In 1929, the astronomer Hubble observed that all the stars and galaxies were speeding away from us, so our universe is expanding everywhere. But if so, why is light from just after the big bang still all around us today, as cosmic microwave background? If the early light exploded outwards, shouldn’t it be at the edge of the universe not here? Current physics doesn’t explain this, but space as an expanding surface does (2.2.5).

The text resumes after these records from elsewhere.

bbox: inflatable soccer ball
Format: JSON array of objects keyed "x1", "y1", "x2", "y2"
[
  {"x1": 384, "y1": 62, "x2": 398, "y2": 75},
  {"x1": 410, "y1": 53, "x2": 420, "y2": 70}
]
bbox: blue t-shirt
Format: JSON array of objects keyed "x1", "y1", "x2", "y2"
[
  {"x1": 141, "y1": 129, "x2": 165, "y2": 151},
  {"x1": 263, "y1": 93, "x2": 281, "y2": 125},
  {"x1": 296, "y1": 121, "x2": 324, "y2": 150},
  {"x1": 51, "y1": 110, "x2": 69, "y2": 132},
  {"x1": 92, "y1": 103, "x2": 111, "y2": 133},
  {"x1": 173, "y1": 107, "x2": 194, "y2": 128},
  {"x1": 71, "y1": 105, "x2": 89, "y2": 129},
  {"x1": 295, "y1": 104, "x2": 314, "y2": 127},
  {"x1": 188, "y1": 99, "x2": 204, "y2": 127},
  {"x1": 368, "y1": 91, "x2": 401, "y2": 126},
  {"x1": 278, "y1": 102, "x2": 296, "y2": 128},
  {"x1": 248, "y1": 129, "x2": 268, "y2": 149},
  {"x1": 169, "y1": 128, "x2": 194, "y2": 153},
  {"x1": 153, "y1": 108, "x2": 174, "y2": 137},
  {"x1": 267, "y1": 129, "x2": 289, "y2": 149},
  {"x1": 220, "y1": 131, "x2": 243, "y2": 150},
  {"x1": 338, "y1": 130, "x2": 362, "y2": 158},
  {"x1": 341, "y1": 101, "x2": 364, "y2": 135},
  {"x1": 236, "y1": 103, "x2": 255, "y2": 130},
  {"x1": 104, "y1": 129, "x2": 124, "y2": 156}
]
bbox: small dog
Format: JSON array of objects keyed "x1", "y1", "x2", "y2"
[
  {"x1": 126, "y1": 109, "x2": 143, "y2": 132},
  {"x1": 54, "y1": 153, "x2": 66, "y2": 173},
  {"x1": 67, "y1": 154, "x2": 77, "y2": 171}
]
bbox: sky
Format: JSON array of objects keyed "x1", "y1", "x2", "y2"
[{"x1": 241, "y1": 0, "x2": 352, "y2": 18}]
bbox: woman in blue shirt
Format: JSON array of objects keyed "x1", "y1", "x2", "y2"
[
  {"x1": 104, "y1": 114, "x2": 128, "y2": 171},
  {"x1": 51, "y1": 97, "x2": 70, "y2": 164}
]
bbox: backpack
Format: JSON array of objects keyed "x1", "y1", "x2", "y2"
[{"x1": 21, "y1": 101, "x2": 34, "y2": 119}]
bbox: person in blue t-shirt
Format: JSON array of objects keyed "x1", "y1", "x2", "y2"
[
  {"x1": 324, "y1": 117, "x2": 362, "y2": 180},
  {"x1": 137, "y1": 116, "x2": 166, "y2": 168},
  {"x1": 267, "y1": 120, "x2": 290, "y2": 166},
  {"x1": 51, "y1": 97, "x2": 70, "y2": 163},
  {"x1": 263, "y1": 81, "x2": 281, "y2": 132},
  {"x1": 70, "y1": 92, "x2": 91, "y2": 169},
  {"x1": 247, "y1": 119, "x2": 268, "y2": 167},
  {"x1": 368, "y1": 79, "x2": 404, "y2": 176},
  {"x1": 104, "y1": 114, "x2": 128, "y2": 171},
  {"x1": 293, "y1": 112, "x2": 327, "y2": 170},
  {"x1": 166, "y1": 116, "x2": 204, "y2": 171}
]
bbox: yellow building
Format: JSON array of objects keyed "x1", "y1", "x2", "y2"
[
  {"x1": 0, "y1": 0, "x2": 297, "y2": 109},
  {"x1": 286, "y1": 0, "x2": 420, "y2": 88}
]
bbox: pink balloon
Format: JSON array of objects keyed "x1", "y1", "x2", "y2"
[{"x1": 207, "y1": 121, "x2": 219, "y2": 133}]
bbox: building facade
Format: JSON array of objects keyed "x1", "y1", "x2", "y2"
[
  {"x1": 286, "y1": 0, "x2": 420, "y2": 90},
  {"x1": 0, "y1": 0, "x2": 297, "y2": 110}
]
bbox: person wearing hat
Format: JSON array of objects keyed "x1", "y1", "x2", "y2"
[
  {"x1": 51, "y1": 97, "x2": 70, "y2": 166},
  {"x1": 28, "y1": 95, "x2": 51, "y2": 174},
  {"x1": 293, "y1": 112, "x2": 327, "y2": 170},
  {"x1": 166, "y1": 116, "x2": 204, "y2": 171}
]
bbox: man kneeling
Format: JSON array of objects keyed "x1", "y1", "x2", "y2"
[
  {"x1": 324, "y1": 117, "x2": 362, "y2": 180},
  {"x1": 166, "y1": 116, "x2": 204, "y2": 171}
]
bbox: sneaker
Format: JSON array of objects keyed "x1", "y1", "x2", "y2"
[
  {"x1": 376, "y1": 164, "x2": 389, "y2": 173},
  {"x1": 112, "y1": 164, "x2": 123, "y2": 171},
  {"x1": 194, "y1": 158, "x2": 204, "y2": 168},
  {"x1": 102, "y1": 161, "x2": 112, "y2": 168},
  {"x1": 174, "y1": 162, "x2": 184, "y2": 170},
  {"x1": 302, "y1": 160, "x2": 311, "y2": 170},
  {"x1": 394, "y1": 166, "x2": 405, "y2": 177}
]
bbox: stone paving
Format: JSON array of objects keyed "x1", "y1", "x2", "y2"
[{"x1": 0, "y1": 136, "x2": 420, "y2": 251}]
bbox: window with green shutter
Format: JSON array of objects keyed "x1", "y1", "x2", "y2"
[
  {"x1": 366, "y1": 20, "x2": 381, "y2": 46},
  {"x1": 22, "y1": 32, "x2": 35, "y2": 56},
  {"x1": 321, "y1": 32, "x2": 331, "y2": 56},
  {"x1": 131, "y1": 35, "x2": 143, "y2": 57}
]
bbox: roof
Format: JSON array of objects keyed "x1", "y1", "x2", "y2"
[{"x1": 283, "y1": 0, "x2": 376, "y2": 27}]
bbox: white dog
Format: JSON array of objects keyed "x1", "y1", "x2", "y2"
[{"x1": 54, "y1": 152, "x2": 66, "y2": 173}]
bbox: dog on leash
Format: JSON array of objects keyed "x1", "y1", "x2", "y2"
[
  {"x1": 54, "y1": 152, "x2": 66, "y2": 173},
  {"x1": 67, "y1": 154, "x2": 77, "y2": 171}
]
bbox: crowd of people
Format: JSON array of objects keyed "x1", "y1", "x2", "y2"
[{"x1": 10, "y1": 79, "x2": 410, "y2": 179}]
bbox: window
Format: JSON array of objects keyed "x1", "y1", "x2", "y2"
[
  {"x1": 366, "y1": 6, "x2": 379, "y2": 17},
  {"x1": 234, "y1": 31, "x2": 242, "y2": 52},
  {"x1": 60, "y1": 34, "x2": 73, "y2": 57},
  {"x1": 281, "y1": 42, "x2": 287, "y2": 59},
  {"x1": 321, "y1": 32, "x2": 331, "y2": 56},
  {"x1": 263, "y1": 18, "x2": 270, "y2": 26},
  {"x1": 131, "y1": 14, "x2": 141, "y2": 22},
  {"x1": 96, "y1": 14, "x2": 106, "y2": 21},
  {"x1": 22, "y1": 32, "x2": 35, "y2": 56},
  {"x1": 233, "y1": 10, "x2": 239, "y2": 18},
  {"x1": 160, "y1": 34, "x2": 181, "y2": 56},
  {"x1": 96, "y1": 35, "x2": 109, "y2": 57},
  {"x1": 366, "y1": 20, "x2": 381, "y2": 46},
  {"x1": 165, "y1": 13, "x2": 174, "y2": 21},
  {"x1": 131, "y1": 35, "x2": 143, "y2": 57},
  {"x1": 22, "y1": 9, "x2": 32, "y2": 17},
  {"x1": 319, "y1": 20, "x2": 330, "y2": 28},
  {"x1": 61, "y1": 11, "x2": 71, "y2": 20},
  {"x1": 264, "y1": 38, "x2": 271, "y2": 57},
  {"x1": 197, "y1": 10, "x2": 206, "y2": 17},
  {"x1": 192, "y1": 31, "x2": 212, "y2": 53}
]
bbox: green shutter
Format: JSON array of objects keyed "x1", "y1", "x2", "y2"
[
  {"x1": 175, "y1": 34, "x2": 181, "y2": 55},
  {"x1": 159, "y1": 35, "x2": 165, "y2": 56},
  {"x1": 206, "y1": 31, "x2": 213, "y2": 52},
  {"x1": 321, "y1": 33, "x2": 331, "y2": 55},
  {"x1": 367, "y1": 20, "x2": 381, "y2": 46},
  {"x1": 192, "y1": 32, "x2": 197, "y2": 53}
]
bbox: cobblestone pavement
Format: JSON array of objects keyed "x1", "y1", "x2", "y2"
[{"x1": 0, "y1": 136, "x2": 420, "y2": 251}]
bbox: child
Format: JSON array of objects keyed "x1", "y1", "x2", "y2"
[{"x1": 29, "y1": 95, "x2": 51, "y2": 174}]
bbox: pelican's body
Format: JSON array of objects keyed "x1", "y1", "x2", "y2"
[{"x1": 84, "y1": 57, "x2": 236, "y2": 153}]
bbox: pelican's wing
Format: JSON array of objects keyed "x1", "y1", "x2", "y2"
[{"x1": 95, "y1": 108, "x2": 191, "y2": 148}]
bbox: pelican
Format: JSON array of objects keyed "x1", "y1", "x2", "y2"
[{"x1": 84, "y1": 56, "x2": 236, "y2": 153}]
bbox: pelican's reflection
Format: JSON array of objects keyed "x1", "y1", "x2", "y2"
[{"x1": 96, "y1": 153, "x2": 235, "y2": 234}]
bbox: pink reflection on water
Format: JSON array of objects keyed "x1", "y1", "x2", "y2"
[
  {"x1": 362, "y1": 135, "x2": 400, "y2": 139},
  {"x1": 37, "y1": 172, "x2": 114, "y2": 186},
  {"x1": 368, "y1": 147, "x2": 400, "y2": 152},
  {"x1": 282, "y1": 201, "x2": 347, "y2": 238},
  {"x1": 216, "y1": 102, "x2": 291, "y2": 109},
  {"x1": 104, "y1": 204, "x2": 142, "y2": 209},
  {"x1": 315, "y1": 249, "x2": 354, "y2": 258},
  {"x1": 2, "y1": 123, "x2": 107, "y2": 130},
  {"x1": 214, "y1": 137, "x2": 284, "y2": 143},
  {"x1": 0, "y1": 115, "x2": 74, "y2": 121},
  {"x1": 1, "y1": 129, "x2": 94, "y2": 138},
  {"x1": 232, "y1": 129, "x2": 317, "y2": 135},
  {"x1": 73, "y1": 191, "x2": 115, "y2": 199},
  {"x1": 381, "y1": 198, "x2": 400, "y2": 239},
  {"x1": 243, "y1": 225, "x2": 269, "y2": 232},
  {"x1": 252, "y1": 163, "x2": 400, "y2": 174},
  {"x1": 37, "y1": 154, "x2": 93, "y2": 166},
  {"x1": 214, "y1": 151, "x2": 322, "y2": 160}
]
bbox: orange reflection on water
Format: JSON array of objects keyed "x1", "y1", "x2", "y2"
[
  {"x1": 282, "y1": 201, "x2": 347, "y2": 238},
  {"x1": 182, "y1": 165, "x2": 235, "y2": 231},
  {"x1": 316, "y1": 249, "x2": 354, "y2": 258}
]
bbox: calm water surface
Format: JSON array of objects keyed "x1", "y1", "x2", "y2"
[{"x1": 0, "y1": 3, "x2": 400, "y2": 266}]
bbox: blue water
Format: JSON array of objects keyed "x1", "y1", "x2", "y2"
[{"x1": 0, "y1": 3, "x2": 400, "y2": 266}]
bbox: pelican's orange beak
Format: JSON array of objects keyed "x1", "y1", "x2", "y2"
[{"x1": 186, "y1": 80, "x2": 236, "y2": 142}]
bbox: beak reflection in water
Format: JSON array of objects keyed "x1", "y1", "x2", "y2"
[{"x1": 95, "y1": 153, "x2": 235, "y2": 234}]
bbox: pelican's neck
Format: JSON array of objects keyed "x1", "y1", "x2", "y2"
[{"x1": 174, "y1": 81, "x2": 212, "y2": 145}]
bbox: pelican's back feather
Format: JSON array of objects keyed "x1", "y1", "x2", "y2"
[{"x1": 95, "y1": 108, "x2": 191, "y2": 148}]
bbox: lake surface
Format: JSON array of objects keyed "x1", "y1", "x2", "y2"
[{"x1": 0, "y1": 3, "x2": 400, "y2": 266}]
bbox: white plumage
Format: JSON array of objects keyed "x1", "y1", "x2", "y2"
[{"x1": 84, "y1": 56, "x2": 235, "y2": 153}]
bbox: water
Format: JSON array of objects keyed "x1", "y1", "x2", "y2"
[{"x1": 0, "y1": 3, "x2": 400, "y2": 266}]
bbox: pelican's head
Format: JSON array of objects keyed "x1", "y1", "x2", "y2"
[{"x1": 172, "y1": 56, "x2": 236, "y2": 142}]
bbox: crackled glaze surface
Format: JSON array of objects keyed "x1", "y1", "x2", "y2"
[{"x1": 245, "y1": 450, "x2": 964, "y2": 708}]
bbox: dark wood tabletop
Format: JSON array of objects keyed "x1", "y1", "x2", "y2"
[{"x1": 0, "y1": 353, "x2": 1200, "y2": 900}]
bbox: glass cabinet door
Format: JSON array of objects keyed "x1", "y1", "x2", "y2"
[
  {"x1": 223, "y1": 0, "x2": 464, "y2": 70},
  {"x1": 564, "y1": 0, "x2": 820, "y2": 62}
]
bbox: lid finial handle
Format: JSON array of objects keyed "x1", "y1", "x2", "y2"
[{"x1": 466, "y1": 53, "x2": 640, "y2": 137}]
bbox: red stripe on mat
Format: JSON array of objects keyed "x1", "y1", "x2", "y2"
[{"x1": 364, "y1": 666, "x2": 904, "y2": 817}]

A hypersphere surface has three dimensions like our space and no edges like a balloon surface, so it lets our space expand everywhere at once, not just at an edge. Yet while a balloon expanding thins out, our space hasn’t changed in billions of years. This suggests that we are on the inside surface of expanding bubble, not the outside of a stand-alone balloon (Figure 2.11). The surface of a bubble in a liquid doesn’t thin out as it expands because its surface comes from the liquid, not itself. It still has no center or edge, so any waves on it will wrap around to end up everywhere. Hence, light from long ago is still all around us, as cosmic microwave radiation. It also answers questions like:
- What is space expanding into? It is expanding into the bulk around it.
- Does space end? No, a bubble surface has no end.
- Where is space expanding? Everywhere, just as a bubble surface expands everywhere at once.
- How does new space arise? As the bubble expands, new space comes from the bulk around it.
- Are we expanding too? No, objects on a bubble surface don’t expand as the bubble does.
Space as an expanding bubble surface is homogenous but not continuous, expanding but not exploding, never-ending but not infinite, and curved not flat. Instead of hosting particles in space, it only hosts waves on space, so our universe is built from waves not particles.